The quality of these four presentations was outstanding -- among the very best at the conference. Furthermore, the UMass entourage (which also included Tim Beechey, Kathryn Flack, John McCarthy, Joe Pater, and Ellen Woolford) dominated the question period after every talk. A prominent phonologist with a name evocative of royalty and a tendency to understatement was heard to remark that "You've got a pretty good group of students there."


STUDENT WORK

Masako Hirotani is giving an invited lecture in the Department of Linguistics at the University of Ottawa this Friday, May 7. The title of her talk is 'Prosody and Processing Scope: Japanese Wh-questions'.

* * * * *

Minjoo Kim is giving an invited lecture at CUNY on May 11. The talk starts at 6:30 pm and finishes at around 8:00 pm. It is part of the CUNY Syntax Supper Series.

Minjoo is advised to eat fast, lest she end up like David Dowty, who is said to have delivered an entire syntax supper talk at Stanford while holding a greasy piece of pizza in his right hand.

The title of Minjoo's talk is 'Internally-Headed Relatives in Korean: A View from the Syntax-Semantics Interface'.


FULBRIGHT FOR BARBARA PARTEE

Barbara Partee has won a Fulbright Senior Scholar Lecturing Award. The award is for six months of teaching in Moscow (January to June 2005).

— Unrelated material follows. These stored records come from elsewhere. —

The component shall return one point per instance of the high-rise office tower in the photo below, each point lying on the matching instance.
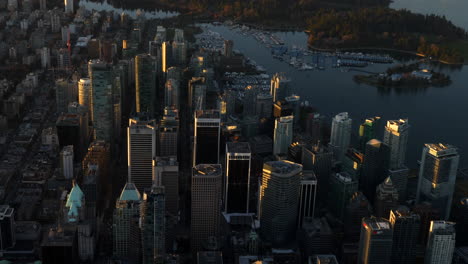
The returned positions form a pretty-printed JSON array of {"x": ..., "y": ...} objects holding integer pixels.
[
  {"x": 167, "y": 144},
  {"x": 307, "y": 197},
  {"x": 7, "y": 227},
  {"x": 145, "y": 83},
  {"x": 405, "y": 225},
  {"x": 171, "y": 93},
  {"x": 237, "y": 183},
  {"x": 126, "y": 234},
  {"x": 166, "y": 173},
  {"x": 319, "y": 159},
  {"x": 342, "y": 188},
  {"x": 358, "y": 208},
  {"x": 427, "y": 213},
  {"x": 65, "y": 93},
  {"x": 340, "y": 134},
  {"x": 400, "y": 181},
  {"x": 227, "y": 48},
  {"x": 280, "y": 87},
  {"x": 66, "y": 162},
  {"x": 314, "y": 127},
  {"x": 264, "y": 105},
  {"x": 352, "y": 162},
  {"x": 367, "y": 131},
  {"x": 279, "y": 199},
  {"x": 437, "y": 175},
  {"x": 165, "y": 56},
  {"x": 375, "y": 244},
  {"x": 294, "y": 102},
  {"x": 386, "y": 198},
  {"x": 43, "y": 5},
  {"x": 102, "y": 106},
  {"x": 141, "y": 144},
  {"x": 206, "y": 142},
  {"x": 69, "y": 6},
  {"x": 283, "y": 134},
  {"x": 85, "y": 94},
  {"x": 206, "y": 204},
  {"x": 197, "y": 93},
  {"x": 179, "y": 47},
  {"x": 461, "y": 217},
  {"x": 441, "y": 243},
  {"x": 396, "y": 138},
  {"x": 250, "y": 101},
  {"x": 153, "y": 225},
  {"x": 374, "y": 169}
]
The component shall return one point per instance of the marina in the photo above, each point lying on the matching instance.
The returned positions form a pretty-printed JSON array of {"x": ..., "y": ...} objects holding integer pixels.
[{"x": 297, "y": 57}]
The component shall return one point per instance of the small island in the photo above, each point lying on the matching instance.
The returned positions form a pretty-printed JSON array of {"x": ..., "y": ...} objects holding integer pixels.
[
  {"x": 411, "y": 75},
  {"x": 429, "y": 36}
]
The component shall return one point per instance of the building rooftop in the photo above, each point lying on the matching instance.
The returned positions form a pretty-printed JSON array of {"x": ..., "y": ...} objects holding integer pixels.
[
  {"x": 6, "y": 211},
  {"x": 282, "y": 167},
  {"x": 397, "y": 125},
  {"x": 238, "y": 147},
  {"x": 441, "y": 150},
  {"x": 376, "y": 224},
  {"x": 68, "y": 119},
  {"x": 207, "y": 170},
  {"x": 210, "y": 257},
  {"x": 208, "y": 114},
  {"x": 130, "y": 193}
]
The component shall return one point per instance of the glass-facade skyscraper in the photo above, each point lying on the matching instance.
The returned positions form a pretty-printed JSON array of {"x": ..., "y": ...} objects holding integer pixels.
[{"x": 437, "y": 175}]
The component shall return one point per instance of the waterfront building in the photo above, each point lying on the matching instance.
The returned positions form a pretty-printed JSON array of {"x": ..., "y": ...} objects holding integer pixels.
[
  {"x": 441, "y": 243},
  {"x": 166, "y": 174},
  {"x": 7, "y": 227},
  {"x": 375, "y": 244},
  {"x": 375, "y": 167},
  {"x": 69, "y": 6},
  {"x": 141, "y": 142},
  {"x": 168, "y": 135},
  {"x": 358, "y": 208},
  {"x": 66, "y": 162},
  {"x": 280, "y": 87},
  {"x": 153, "y": 225},
  {"x": 307, "y": 197},
  {"x": 102, "y": 106},
  {"x": 65, "y": 93},
  {"x": 352, "y": 163},
  {"x": 264, "y": 105},
  {"x": 342, "y": 188},
  {"x": 367, "y": 131},
  {"x": 126, "y": 235},
  {"x": 396, "y": 138},
  {"x": 283, "y": 134},
  {"x": 145, "y": 83},
  {"x": 197, "y": 93},
  {"x": 171, "y": 93},
  {"x": 206, "y": 204},
  {"x": 386, "y": 198},
  {"x": 85, "y": 95},
  {"x": 206, "y": 143},
  {"x": 319, "y": 159},
  {"x": 237, "y": 181},
  {"x": 179, "y": 47},
  {"x": 279, "y": 200},
  {"x": 405, "y": 225},
  {"x": 340, "y": 135},
  {"x": 437, "y": 175}
]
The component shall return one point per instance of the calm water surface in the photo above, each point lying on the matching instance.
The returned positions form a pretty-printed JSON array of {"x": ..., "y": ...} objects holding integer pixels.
[{"x": 435, "y": 114}]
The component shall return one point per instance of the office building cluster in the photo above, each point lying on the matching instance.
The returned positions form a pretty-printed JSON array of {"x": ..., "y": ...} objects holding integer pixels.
[{"x": 123, "y": 141}]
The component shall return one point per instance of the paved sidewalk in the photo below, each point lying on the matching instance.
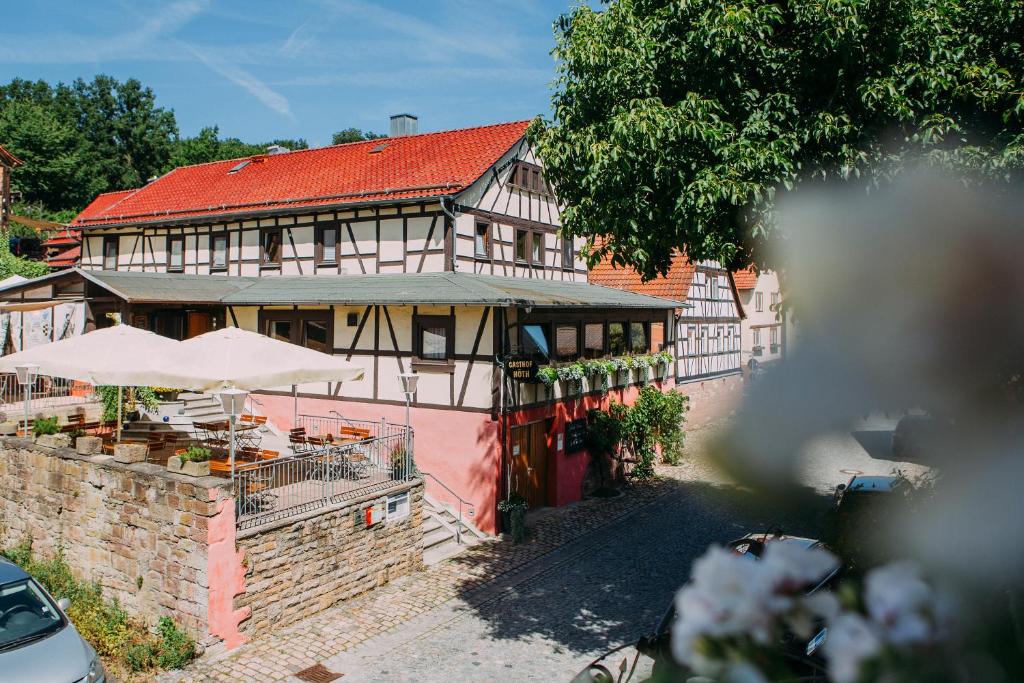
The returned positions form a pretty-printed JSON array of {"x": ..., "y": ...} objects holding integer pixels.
[{"x": 472, "y": 575}]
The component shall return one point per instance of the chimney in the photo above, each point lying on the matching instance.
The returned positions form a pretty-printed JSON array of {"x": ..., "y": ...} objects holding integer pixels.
[{"x": 403, "y": 124}]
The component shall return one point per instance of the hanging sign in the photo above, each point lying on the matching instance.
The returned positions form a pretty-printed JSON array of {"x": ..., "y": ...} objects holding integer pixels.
[{"x": 521, "y": 368}]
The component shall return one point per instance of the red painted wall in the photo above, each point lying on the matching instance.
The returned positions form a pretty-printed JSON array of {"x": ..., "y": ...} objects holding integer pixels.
[
  {"x": 463, "y": 449},
  {"x": 460, "y": 447}
]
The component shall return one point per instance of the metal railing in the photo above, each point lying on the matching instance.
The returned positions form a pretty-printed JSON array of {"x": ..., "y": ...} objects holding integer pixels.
[
  {"x": 46, "y": 392},
  {"x": 287, "y": 485},
  {"x": 462, "y": 502},
  {"x": 335, "y": 424}
]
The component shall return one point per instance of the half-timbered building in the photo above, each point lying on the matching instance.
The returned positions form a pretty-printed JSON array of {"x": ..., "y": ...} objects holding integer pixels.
[
  {"x": 706, "y": 331},
  {"x": 436, "y": 253}
]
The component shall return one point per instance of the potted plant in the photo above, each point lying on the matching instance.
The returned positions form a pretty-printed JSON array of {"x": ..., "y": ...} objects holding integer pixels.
[
  {"x": 572, "y": 375},
  {"x": 399, "y": 463},
  {"x": 622, "y": 366},
  {"x": 642, "y": 365},
  {"x": 513, "y": 511},
  {"x": 194, "y": 461},
  {"x": 47, "y": 433},
  {"x": 547, "y": 376},
  {"x": 600, "y": 372}
]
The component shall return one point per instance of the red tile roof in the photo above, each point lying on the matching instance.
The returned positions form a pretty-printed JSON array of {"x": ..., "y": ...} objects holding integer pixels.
[
  {"x": 745, "y": 279},
  {"x": 66, "y": 259},
  {"x": 675, "y": 285},
  {"x": 99, "y": 205},
  {"x": 408, "y": 167}
]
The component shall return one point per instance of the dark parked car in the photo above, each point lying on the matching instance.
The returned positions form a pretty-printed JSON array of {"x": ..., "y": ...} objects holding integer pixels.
[
  {"x": 38, "y": 644},
  {"x": 650, "y": 657}
]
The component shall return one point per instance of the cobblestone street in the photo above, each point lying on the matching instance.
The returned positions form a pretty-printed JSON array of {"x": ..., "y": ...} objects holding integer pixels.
[{"x": 592, "y": 577}]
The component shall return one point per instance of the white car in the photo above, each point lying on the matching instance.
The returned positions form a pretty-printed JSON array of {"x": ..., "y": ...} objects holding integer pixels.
[{"x": 38, "y": 643}]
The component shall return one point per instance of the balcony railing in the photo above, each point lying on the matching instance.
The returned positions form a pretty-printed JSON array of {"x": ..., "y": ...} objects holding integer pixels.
[
  {"x": 46, "y": 392},
  {"x": 285, "y": 486}
]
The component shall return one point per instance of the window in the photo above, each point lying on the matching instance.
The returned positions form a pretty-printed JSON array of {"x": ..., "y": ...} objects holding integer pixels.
[
  {"x": 616, "y": 338},
  {"x": 656, "y": 336},
  {"x": 568, "y": 253},
  {"x": 270, "y": 248},
  {"x": 111, "y": 253},
  {"x": 176, "y": 254},
  {"x": 481, "y": 240},
  {"x": 327, "y": 245},
  {"x": 534, "y": 340},
  {"x": 593, "y": 340},
  {"x": 638, "y": 338},
  {"x": 312, "y": 329},
  {"x": 433, "y": 339},
  {"x": 567, "y": 342},
  {"x": 315, "y": 335},
  {"x": 521, "y": 248},
  {"x": 218, "y": 252},
  {"x": 397, "y": 507}
]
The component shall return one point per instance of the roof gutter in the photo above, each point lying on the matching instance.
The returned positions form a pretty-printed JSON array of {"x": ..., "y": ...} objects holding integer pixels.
[{"x": 255, "y": 213}]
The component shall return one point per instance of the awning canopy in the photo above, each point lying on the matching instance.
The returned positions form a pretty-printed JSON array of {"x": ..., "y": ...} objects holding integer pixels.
[
  {"x": 396, "y": 289},
  {"x": 233, "y": 357}
]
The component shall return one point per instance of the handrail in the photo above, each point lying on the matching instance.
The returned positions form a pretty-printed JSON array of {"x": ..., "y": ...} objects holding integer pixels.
[{"x": 458, "y": 527}]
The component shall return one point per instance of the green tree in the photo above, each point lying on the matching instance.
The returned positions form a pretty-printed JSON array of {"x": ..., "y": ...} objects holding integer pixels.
[
  {"x": 130, "y": 139},
  {"x": 353, "y": 135},
  {"x": 675, "y": 123}
]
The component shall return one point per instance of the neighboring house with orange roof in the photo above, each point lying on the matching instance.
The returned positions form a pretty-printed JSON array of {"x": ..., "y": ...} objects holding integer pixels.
[
  {"x": 7, "y": 164},
  {"x": 436, "y": 253},
  {"x": 765, "y": 330},
  {"x": 706, "y": 334}
]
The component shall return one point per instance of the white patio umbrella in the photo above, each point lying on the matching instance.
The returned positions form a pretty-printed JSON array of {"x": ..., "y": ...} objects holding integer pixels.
[
  {"x": 237, "y": 359},
  {"x": 121, "y": 355}
]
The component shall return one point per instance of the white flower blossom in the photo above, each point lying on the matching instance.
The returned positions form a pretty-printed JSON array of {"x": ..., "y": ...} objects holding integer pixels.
[
  {"x": 851, "y": 641},
  {"x": 901, "y": 602}
]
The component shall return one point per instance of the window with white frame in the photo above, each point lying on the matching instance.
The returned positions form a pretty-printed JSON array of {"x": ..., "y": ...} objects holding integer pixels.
[{"x": 397, "y": 507}]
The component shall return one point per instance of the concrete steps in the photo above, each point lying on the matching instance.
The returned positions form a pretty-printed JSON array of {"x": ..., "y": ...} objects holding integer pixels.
[{"x": 440, "y": 526}]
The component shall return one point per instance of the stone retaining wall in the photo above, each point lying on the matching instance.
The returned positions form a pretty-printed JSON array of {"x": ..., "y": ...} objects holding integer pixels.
[
  {"x": 136, "y": 529},
  {"x": 164, "y": 543},
  {"x": 298, "y": 567}
]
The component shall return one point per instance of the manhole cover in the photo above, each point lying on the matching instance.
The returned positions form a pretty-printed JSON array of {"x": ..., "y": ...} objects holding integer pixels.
[{"x": 317, "y": 674}]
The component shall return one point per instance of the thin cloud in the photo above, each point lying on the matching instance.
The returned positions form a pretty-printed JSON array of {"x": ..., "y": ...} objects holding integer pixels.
[
  {"x": 297, "y": 41},
  {"x": 257, "y": 88},
  {"x": 439, "y": 38},
  {"x": 138, "y": 43}
]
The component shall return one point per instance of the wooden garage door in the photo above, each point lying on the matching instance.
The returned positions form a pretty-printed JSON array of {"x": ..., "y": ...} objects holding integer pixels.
[{"x": 528, "y": 450}]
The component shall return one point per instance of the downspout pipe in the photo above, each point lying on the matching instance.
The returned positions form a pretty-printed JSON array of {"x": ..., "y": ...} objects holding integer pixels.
[{"x": 451, "y": 215}]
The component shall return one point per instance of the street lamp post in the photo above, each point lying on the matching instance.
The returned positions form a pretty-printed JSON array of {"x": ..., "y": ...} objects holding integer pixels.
[
  {"x": 409, "y": 382},
  {"x": 233, "y": 401},
  {"x": 27, "y": 377}
]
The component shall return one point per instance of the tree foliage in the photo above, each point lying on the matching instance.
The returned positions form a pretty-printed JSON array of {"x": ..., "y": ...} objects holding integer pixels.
[
  {"x": 353, "y": 135},
  {"x": 675, "y": 123}
]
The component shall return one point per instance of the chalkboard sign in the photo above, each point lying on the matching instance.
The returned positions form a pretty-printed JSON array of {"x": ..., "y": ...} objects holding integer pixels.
[
  {"x": 521, "y": 369},
  {"x": 576, "y": 435}
]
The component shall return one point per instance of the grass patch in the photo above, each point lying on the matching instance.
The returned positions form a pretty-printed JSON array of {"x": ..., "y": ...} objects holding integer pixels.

She will teach one course at Moscow State University and one course at the Russian State Humanities University, both in formal semantics: one introductory, and one advanced (recent work in English and Russian on selected topics in the semantics of English, Russian, and other languages, with student projects).

Barbara writes:

I wouldn't mind if you passed on the information that my application for an IREX grant for the same period was turned down in March, for the third year in a row. (I like letting the younger generations know that we all have to expect some number of nos for every yes - normally people talk only about their yesses, so the younger generation might get a misleading impression and feel worse than they should about the nos.)

CHRIS POTTS'S GUEST LECTURE IN COMPUTER SCIENCE

On Tuesday, May 4, Chris Potts guest lectured in Andrew McCallum's natural language processing class, CMPSCI 585. He spoke about model-theoretic approaches to natural language syntax:

The talk was based in part on unpublished work by Geoffrey K. Pullum and Barbara Scholz. Geoff recently posted a short paper on the topic:

Geoffrey K. Pullum and Barbara Scholz. 2003. Contrasting applications of logic in natural language syntactic description. Invited presentation to the Philosophy of Linguistics section at the 13th International Congress of Logic, Methodology and Philosophy of Science, Oviedo, Spain, August.